Tuesday, February 13, 2007

Excellent analysis of collateralized debt obligations

can be found at Will the CDO Machine Destroy Public Equity? by Christopher Whalen at seekingalpha.com. The key to this analysis is the author's statement that the "credit derivative markets are telling you that the risk premium for many issuers is zero or even negative.." Whalen backs up this assertion with a couple of examples including this one:

"F (Ford Motor) five-year credit default insurance is trading inside the yield on five-year F unsecured debt. This means that you can buy the F debt, purchase CDS coverage, and lock in a risk-free spread of almost a point on the trade -- even if the automaker were to eventually file bankruptcy."
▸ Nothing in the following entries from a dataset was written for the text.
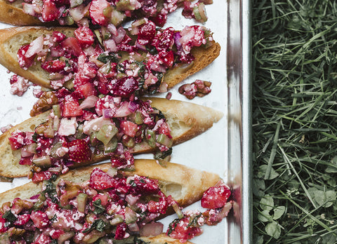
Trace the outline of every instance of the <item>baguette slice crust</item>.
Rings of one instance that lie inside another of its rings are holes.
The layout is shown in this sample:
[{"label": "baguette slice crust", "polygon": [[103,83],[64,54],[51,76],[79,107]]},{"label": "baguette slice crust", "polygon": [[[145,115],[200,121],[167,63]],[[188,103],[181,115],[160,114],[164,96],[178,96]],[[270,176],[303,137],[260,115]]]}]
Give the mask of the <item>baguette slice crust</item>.
[{"label": "baguette slice crust", "polygon": [[[110,163],[103,163],[72,170],[59,177],[56,182],[62,179],[81,184],[90,179],[90,175],[94,168],[100,168],[103,171],[107,171],[110,167]],[[138,175],[158,179],[161,191],[166,196],[171,195],[182,207],[199,201],[205,191],[220,180],[216,174],[173,163],[168,163],[166,167],[164,168],[159,165],[154,160],[136,160],[135,168],[135,171],[126,172],[126,176]],[[29,182],[1,193],[0,206],[4,203],[12,201],[15,198],[25,199],[37,195],[41,191],[41,187],[42,183],[36,185]],[[179,243],[178,240],[173,239],[164,233],[152,237],[141,237],[141,239],[150,241],[151,243]]]},{"label": "baguette slice crust", "polygon": [[[151,98],[152,106],[161,110],[171,128],[173,144],[185,142],[210,128],[223,116],[220,111],[191,102],[168,100],[164,98]],[[32,117],[17,125],[0,135],[0,175],[17,177],[27,175],[30,166],[19,164],[20,150],[12,151],[8,137],[16,130],[34,131],[36,126],[46,121],[50,111],[47,111]],[[131,151],[140,154],[152,151],[147,143],[136,144]],[[108,156],[97,156],[91,161],[75,163],[74,168],[92,164],[108,158]]]},{"label": "baguette slice crust", "polygon": [[37,18],[23,13],[21,0],[10,3],[6,0],[0,0],[0,22],[13,25],[45,25]]},{"label": "baguette slice crust", "polygon": [[[1,0],[0,0],[1,1]],[[39,63],[27,70],[20,67],[17,53],[20,47],[29,43],[42,34],[52,34],[54,31],[64,33],[67,36],[74,36],[74,28],[70,27],[13,27],[0,29],[0,64],[10,71],[29,80],[32,83],[51,88],[48,73]],[[194,47],[191,53],[195,57],[192,63],[180,64],[168,69],[164,75],[164,81],[171,88],[186,77],[201,70],[211,64],[220,53],[220,45],[213,41],[208,48]]]}]

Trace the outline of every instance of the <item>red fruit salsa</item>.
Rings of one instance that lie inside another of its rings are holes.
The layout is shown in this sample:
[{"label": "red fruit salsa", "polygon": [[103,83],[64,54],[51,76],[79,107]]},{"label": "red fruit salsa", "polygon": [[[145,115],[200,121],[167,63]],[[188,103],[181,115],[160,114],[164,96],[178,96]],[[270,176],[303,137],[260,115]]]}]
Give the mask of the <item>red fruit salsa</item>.
[{"label": "red fruit salsa", "polygon": [[144,229],[147,235],[160,234],[163,224],[154,219],[177,203],[158,183],[143,176],[126,177],[112,168],[107,172],[95,168],[90,179],[80,184],[44,181],[38,195],[3,204],[0,242],[112,243],[128,239],[133,243],[137,238],[131,235],[143,236]]},{"label": "red fruit salsa", "polygon": [[207,47],[213,41],[204,27],[186,27],[181,32],[156,29],[145,18],[133,22],[130,31],[114,27],[93,32],[81,27],[74,35],[54,32],[22,46],[18,52],[20,67],[28,69],[40,62],[54,90],[65,87],[82,97],[95,95],[95,90],[130,97],[166,91],[162,80],[167,69],[190,63],[191,49]]},{"label": "red fruit salsa", "polygon": [[231,192],[223,182],[209,188],[201,198],[201,207],[208,208],[204,212],[199,210],[187,210],[179,219],[173,220],[168,226],[166,234],[181,243],[185,243],[202,233],[204,224],[216,225],[228,215],[232,202],[228,201]]},{"label": "red fruit salsa", "polygon": [[[8,0],[10,2],[15,0]],[[23,12],[44,22],[58,21],[61,25],[119,26],[125,21],[146,17],[158,26],[164,26],[167,15],[178,6],[183,7],[183,15],[199,22],[207,20],[205,4],[212,1],[199,0],[27,0]]]},{"label": "red fruit salsa", "polygon": [[[171,196],[161,191],[157,179],[126,177],[112,168],[106,172],[94,168],[89,180],[79,184],[53,179],[44,182],[39,194],[2,205],[1,243],[143,243],[135,236],[161,234],[164,226],[156,219],[170,206],[179,219],[170,224],[166,235],[185,243],[201,234],[202,225],[217,224],[232,208],[230,189],[222,182],[201,200],[218,208],[183,213]],[[210,198],[210,193],[216,196]],[[221,205],[213,203],[218,200]]]},{"label": "red fruit salsa", "polygon": [[70,93],[55,92],[45,123],[33,133],[15,131],[9,137],[13,150],[20,150],[20,164],[30,165],[33,182],[65,173],[77,163],[110,156],[117,168],[133,167],[131,151],[136,144],[157,149],[158,159],[171,155],[172,137],[165,118],[148,101],[93,95],[79,102]]}]

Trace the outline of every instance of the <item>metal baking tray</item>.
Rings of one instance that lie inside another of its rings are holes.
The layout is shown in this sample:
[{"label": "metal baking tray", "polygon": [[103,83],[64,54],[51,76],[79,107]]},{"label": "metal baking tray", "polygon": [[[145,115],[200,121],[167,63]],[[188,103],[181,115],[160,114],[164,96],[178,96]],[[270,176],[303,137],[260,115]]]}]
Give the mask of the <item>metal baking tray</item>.
[{"label": "metal baking tray", "polygon": [[[196,79],[212,82],[212,92],[190,101],[223,112],[223,118],[213,128],[189,142],[173,147],[172,162],[219,174],[233,189],[235,201],[230,216],[215,226],[204,226],[204,233],[193,238],[194,243],[237,244],[251,242],[251,85],[250,85],[250,2],[249,0],[214,0],[206,6],[208,21],[204,24],[213,32],[221,46],[220,56],[208,67],[183,81]],[[165,27],[181,29],[186,25],[200,25],[187,20],[178,10],[168,17]],[[0,29],[10,27],[0,23]],[[13,74],[0,67],[0,127],[15,125],[29,117],[36,101],[34,86],[22,97],[12,95],[9,78]],[[187,100],[176,86],[172,98]],[[157,95],[165,97],[166,93]],[[136,158],[151,158],[152,155]],[[0,192],[28,182],[15,179],[0,182]],[[201,210],[200,203],[187,209]],[[176,216],[163,219],[164,230]]]}]

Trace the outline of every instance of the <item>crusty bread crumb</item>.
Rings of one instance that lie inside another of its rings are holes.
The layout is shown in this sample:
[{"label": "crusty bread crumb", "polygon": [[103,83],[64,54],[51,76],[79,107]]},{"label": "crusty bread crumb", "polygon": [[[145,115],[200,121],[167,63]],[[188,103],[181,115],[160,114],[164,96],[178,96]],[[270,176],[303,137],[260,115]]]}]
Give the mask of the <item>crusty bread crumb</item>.
[{"label": "crusty bread crumb", "polygon": [[[60,176],[55,181],[71,181],[81,184],[90,179],[90,174],[95,167],[107,171],[111,164],[110,163],[96,165],[91,165],[68,172]],[[209,187],[214,186],[219,180],[220,177],[213,173],[201,171],[186,167],[185,165],[168,163],[166,167],[161,167],[154,160],[136,159],[135,160],[136,170],[126,172],[125,175],[138,175],[146,176],[151,179],[158,179],[159,186],[166,196],[172,196],[180,206],[185,207],[201,199],[202,194]],[[176,186],[171,187],[168,186]],[[32,182],[10,189],[0,194],[0,206],[4,203],[12,201],[15,198],[22,199],[38,194],[41,190],[42,183],[38,185]],[[170,209],[172,212],[172,210]],[[180,243],[178,240],[173,239],[164,233],[151,237],[140,237],[145,241],[150,241],[153,244]],[[187,243],[192,243],[187,242]]]},{"label": "crusty bread crumb", "polygon": [[[1,1],[1,0],[0,0]],[[10,71],[29,80],[39,86],[50,88],[48,73],[40,66],[39,63],[29,67],[27,70],[20,67],[17,53],[20,47],[29,43],[41,34],[52,34],[57,30],[66,34],[73,36],[75,29],[70,27],[14,27],[0,29],[0,64]],[[180,64],[169,69],[165,74],[164,81],[171,88],[187,76],[197,72],[211,64],[220,53],[220,45],[213,41],[213,45],[208,48],[194,47],[191,53],[195,60],[190,65]]]}]

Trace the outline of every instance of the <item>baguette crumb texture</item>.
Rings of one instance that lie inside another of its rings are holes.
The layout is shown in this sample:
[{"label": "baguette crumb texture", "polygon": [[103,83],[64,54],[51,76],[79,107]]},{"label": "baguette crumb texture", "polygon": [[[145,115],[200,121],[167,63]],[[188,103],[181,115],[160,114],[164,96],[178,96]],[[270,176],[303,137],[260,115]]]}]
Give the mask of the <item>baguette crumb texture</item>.
[{"label": "baguette crumb texture", "polygon": [[[161,110],[171,128],[173,144],[178,144],[190,140],[210,128],[223,116],[220,111],[188,102],[168,100],[165,98],[151,98],[152,106]],[[0,175],[8,177],[27,176],[29,166],[19,165],[20,150],[12,151],[8,138],[16,130],[33,131],[40,123],[46,121],[50,111],[30,118],[0,135]],[[152,151],[147,143],[136,144],[131,153],[141,154]],[[108,156],[99,156],[90,161],[76,163],[74,168],[92,164]]]},{"label": "baguette crumb texture", "polygon": [[[1,1],[1,0],[0,0]],[[31,43],[42,34],[51,34],[54,31],[64,33],[67,36],[74,35],[74,29],[70,27],[13,27],[0,29],[0,64],[12,72],[30,81],[46,88],[50,88],[48,74],[39,63],[30,67],[28,70],[20,67],[17,53],[20,47]]]},{"label": "baguette crumb texture", "polygon": [[[107,171],[110,167],[111,167],[111,164],[107,163],[72,170],[59,177],[55,184],[61,179],[81,184],[90,179],[90,174],[93,168],[100,168],[103,170]],[[214,186],[220,179],[220,177],[216,174],[173,163],[168,163],[166,167],[164,168],[159,165],[154,160],[137,159],[135,161],[135,167],[136,171],[128,172],[126,176],[138,175],[159,179],[161,189],[165,194],[171,194],[180,206],[186,206],[186,204],[191,204],[199,201],[204,191]],[[180,185],[180,187],[170,187],[168,189],[168,186],[171,185]],[[41,187],[42,183],[36,185],[31,182],[1,193],[0,194],[0,207],[4,203],[11,202],[15,198],[27,199],[35,196],[41,191]],[[174,192],[176,191],[180,192]],[[178,196],[178,197],[176,198],[175,196]],[[140,238],[147,242],[150,241],[152,244],[180,243],[178,240],[171,238],[165,233],[156,236],[141,237]],[[188,241],[186,243],[192,244]]]},{"label": "baguette crumb texture", "polygon": [[43,25],[38,18],[23,13],[22,2],[21,0],[13,3],[0,0],[0,22],[18,26]]},{"label": "baguette crumb texture", "polygon": [[220,54],[220,44],[213,41],[212,46],[205,49],[202,47],[194,47],[191,53],[194,56],[194,60],[189,65],[180,64],[174,69],[167,71],[164,77],[164,82],[167,83],[167,88],[171,88],[188,76],[201,70],[209,65]]},{"label": "baguette crumb texture", "polygon": [[[0,0],[1,1],[1,0]],[[4,0],[6,1],[6,0]],[[0,63],[10,71],[27,79],[34,83],[50,88],[48,76],[39,63],[32,66],[27,70],[20,67],[17,53],[20,47],[29,43],[41,34],[51,34],[58,30],[67,36],[74,36],[75,29],[71,27],[13,27],[0,29]],[[201,70],[210,65],[220,53],[220,47],[213,41],[208,48],[194,47],[191,53],[195,60],[190,65],[180,64],[168,69],[165,74],[164,81],[171,88],[181,82],[189,76]]]},{"label": "baguette crumb texture", "polygon": [[6,133],[0,135],[0,175],[8,177],[27,176],[30,166],[21,165],[19,161],[21,157],[21,151],[13,151],[8,141],[11,134],[16,130],[22,131],[34,131],[36,126],[45,121],[50,111],[44,112],[37,116],[30,118],[23,123],[12,127]]}]

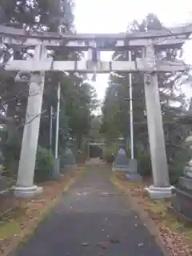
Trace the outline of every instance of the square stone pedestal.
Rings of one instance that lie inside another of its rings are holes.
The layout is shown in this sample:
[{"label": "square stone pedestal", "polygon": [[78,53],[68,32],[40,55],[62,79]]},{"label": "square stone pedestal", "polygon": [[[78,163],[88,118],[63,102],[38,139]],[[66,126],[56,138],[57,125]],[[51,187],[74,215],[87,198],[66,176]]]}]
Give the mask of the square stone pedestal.
[{"label": "square stone pedestal", "polygon": [[172,197],[173,191],[174,190],[174,186],[150,186],[149,187],[146,187],[145,190],[149,194],[149,196],[152,199],[163,199],[169,198]]}]

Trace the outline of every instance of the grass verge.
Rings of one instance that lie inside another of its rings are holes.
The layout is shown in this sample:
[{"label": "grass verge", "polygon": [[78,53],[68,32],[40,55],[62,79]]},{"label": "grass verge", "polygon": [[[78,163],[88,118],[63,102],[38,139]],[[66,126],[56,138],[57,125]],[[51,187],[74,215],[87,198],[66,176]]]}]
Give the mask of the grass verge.
[{"label": "grass verge", "polygon": [[22,246],[35,228],[51,211],[63,192],[80,177],[84,169],[66,174],[60,180],[40,184],[43,192],[30,200],[21,200],[18,206],[0,219],[0,254],[6,256]]}]

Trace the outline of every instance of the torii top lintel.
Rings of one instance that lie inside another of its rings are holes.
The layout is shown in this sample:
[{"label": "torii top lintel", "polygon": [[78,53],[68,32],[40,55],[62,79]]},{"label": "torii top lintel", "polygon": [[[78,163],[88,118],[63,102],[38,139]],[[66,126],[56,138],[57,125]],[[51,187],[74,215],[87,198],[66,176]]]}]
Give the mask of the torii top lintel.
[{"label": "torii top lintel", "polygon": [[119,34],[66,34],[39,32],[28,34],[22,29],[0,26],[2,42],[12,45],[33,46],[45,43],[47,47],[72,47],[86,49],[91,42],[96,42],[97,48],[105,50],[116,47],[139,47],[149,43],[158,46],[171,46],[183,44],[192,33],[192,25],[146,32]]}]

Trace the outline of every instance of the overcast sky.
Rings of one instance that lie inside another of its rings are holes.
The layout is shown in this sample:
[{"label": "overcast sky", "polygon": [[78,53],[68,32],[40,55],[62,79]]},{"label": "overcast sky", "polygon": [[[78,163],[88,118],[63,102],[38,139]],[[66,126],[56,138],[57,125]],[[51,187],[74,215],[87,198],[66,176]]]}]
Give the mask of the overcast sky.
[{"label": "overcast sky", "polygon": [[[78,33],[125,32],[129,22],[142,20],[154,13],[167,26],[192,22],[191,0],[75,0],[75,27]],[[103,59],[110,56],[104,54]],[[185,60],[192,64],[192,42],[186,46]],[[94,84],[99,99],[103,99],[107,74],[98,74]]]}]

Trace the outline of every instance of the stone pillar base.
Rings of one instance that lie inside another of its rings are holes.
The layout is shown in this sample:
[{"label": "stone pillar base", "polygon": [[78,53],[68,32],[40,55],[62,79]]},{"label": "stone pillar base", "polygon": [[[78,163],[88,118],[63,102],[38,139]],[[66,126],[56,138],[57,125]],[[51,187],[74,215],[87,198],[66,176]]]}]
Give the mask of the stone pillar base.
[{"label": "stone pillar base", "polygon": [[150,198],[163,199],[172,196],[174,187],[173,186],[166,187],[150,186],[149,187],[146,187],[145,190],[149,194]]},{"label": "stone pillar base", "polygon": [[16,198],[33,198],[42,192],[42,187],[37,186],[35,185],[31,186],[18,186],[12,187],[14,194]]}]

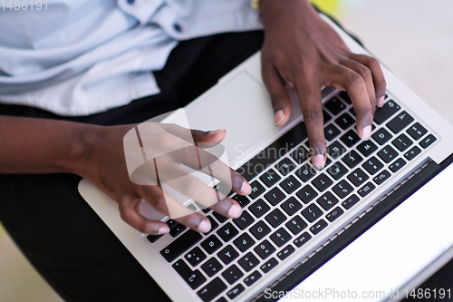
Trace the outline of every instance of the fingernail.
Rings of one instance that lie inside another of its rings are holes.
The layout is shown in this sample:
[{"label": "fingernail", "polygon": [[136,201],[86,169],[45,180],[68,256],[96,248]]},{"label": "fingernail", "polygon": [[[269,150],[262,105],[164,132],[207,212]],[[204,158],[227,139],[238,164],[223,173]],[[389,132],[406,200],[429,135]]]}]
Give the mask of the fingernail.
[{"label": "fingernail", "polygon": [[371,126],[368,125],[361,130],[361,139],[368,141],[371,137]]},{"label": "fingernail", "polygon": [[169,227],[160,227],[159,228],[159,231],[158,231],[158,234],[165,234],[165,233],[168,233],[169,231]]},{"label": "fingernail", "polygon": [[198,231],[200,233],[206,233],[209,229],[211,229],[211,224],[206,220],[201,220],[201,222],[198,224]]},{"label": "fingernail", "polygon": [[252,187],[246,180],[242,181],[241,193],[248,195],[252,192]]},{"label": "fingernail", "polygon": [[238,218],[239,216],[241,216],[241,213],[242,213],[242,209],[237,204],[231,205],[231,207],[228,209],[229,217]]},{"label": "fingernail", "polygon": [[225,132],[225,129],[219,130],[218,132],[216,132],[216,134],[222,133],[223,132]]},{"label": "fingernail", "polygon": [[378,100],[378,107],[382,108],[383,105],[384,105],[384,96],[382,95]]},{"label": "fingernail", "polygon": [[274,121],[275,122],[275,126],[278,126],[284,119],[284,113],[283,112],[283,111],[279,110],[278,112],[276,112],[275,115],[274,115]]},{"label": "fingernail", "polygon": [[316,155],[313,159],[313,165],[314,167],[314,169],[317,169],[317,170],[321,170],[324,167],[324,164],[325,164],[325,161],[324,161],[324,156],[323,155]]}]

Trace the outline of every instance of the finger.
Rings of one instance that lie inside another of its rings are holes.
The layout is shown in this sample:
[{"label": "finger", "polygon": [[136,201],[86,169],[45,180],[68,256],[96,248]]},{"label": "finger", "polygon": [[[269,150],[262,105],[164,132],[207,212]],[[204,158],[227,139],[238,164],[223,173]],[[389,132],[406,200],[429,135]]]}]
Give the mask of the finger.
[{"label": "finger", "polygon": [[356,113],[357,134],[362,140],[371,136],[372,108],[365,84],[361,74],[351,68],[338,64],[333,68],[331,84],[345,90],[351,96]]},{"label": "finger", "polygon": [[371,71],[367,66],[353,60],[344,60],[342,61],[341,63],[359,73],[365,81],[368,99],[370,100],[370,104],[371,105],[372,109],[372,114],[374,115],[374,111],[376,110],[376,92],[374,90],[374,84],[372,82]]},{"label": "finger", "polygon": [[161,123],[160,127],[170,134],[193,144],[198,143],[200,148],[212,148],[225,139],[225,129],[201,131],[181,127],[174,123]]},{"label": "finger", "polygon": [[120,200],[120,214],[121,219],[132,228],[146,234],[165,234],[169,231],[169,226],[162,221],[149,220],[139,212],[141,200],[133,196],[123,196]]},{"label": "finger", "polygon": [[308,133],[312,163],[315,169],[323,169],[326,161],[326,148],[321,102],[320,87],[308,86],[309,81],[304,80],[297,85],[297,93],[301,102],[302,114]]},{"label": "finger", "polygon": [[382,107],[384,105],[386,83],[384,78],[384,73],[381,68],[379,61],[373,57],[364,55],[364,54],[352,54],[351,59],[360,62],[363,65],[370,68],[371,71],[372,81],[374,83],[376,100],[378,107]]},{"label": "finger", "polygon": [[[170,217],[170,219],[174,219],[174,220],[198,232],[205,233],[211,229],[211,223],[208,219],[199,213],[193,212],[191,209],[175,201],[170,196],[164,195],[160,186],[143,186],[141,189],[147,201],[161,213]],[[169,211],[169,207],[173,207],[173,213],[181,214],[177,215],[178,217],[170,215]]]},{"label": "finger", "polygon": [[214,177],[241,195],[252,192],[252,187],[241,174],[228,167],[217,156],[197,146],[188,146],[169,153],[178,162],[203,173]]},{"label": "finger", "polygon": [[275,125],[283,126],[291,116],[291,99],[285,83],[270,63],[263,64],[263,81],[271,97]]}]

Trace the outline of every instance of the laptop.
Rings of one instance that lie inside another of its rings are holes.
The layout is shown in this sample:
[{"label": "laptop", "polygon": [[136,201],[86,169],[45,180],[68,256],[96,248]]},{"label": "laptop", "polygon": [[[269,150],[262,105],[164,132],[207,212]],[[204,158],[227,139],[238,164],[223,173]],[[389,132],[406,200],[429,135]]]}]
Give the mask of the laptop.
[{"label": "laptop", "polygon": [[[323,17],[352,52],[371,55]],[[228,163],[253,189],[231,196],[243,207],[239,219],[188,200],[185,206],[211,220],[209,233],[200,234],[145,202],[143,215],[171,227],[151,236],[122,221],[117,203],[86,180],[81,195],[174,301],[409,296],[453,257],[453,236],[441,230],[452,229],[446,190],[453,127],[381,66],[387,96],[369,141],[357,136],[348,94],[322,92],[328,161],[315,170],[295,92],[289,122],[275,127],[260,68],[257,53],[162,121],[226,129]]]}]

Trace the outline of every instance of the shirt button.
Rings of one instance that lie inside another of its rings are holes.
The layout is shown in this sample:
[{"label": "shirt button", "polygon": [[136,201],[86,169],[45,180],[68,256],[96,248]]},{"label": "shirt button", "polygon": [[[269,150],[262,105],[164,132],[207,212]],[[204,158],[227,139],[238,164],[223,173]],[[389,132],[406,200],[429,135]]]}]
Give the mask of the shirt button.
[{"label": "shirt button", "polygon": [[182,32],[182,26],[180,24],[178,24],[178,23],[175,23],[173,24],[173,28],[178,32],[178,33],[181,33]]}]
Of course it is absurd to consider that any public company debt is less risky than US Treasuries. Whalen elaborates on how this state of affairs has come to pass by quoting a source thus:

"One senior risk manager told us months ago that the existence of negative basis trades in the CDS market is attributable to sheer avarice on the Sell Side and stupidity on the Buy Side. That is, too many CDO deals using too much leverage to fund too many going private transactions bought by too many hedge funds."

That sounds about right to me. The basis for Whalen's title is the idea that a lot more public companies could be taken private because debt is cheaper than equity right now. Eventually, a bunch of these highly leveraged entities are not going to be able to meet their debt obligations and that is when we'll see the "macro market risk event" that Whalen refers to. In other words, a lot of hedge funds and others will take it in the shorts.